Miami Wilds Parks is in collaboration with Twentieth Century Fox to create a unique theme park in Miami, Florida much like the popular tourist destinations in Orlando, Florida.
The Miami Wilds Park was compiled for the main purpose of the county to increase the economy under the Building Better Communities Bond Program initiated in 2004. As the process of approval went underway, issues started to come into the spotlight.
What are the concerns?
The park was to be built on Zoo Miami parking lot property adjacent to the Richmond Pine Rocklands, a forest that is home to a vast amount of endangered species.
As environmentalists got ahold of the location of the park, the plan was then put on hold. Worries arose of the Miami tiger beetle and the Florida Bonneted Bat both being endangered species in close proximity to the rare forest.
Concerns of the park also included an increase in traffic, one of the many problems the county already deals with prior to any new construction. These issues might have put the plan on hold but did not stop Miami-Dade Commissioner, Dennis Moss from continuing.
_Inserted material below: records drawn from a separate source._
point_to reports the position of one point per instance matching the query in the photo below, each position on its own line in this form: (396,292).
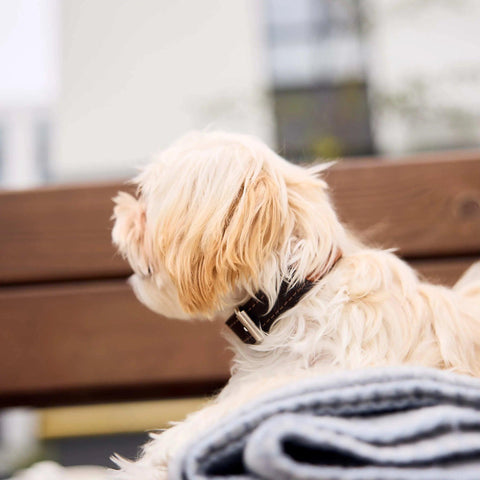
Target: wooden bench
(72,331)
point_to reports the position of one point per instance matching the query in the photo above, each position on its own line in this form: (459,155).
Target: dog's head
(217,217)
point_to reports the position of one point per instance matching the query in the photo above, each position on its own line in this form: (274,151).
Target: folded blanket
(392,423)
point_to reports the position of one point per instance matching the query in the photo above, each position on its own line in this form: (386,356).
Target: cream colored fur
(219,217)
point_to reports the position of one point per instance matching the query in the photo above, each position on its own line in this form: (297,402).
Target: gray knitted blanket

What is the latest on the park?
As years passed, Moss did not forget about the large amusement park, announcing his altered plans that put into account some of the environmental worries. Now the plans "include the water park and a 100-room family-friendly hotel, as well as some retail stores."
As Moss pushes to restart the construction of the park he is still receiving major push back in recent weeks as he tried to override the need for a city opinion. Although he claims that the water park has no effect on the environment as it is going to be occupying an already paved parking lot.
With the COVID pandemics' recent effect on Miami, Moss's idea was to slip around the approval of the project past the public. Meaning that the Parks, Recreation, and Cultural Affairs Committee would have no say. He believed this could work due to the decision in 2006 that approved the idea of a park in that location.
The idea to skip the forum failed. In regards to any city construction, the community holds hearings that are open to the public to discuss the concerns of the building before the is project is voted on.
Now any possibility of movement for the Miami Wilds Park will be on the back burner until at least early September. This stall in the decision is not changing the commissioner's opinion. As the time approaches, he will continue to ask for the same override in discussion and movement to vote.
The main argument will continue to stand throughout the months ahead. Do the risks outweigh the rewards?
The decision will not be decided until further notice. Till then, Moss will continue to fight for the Miami Wild Parks approval with the intention of job opportunities for locals and a lack of concern for the environment.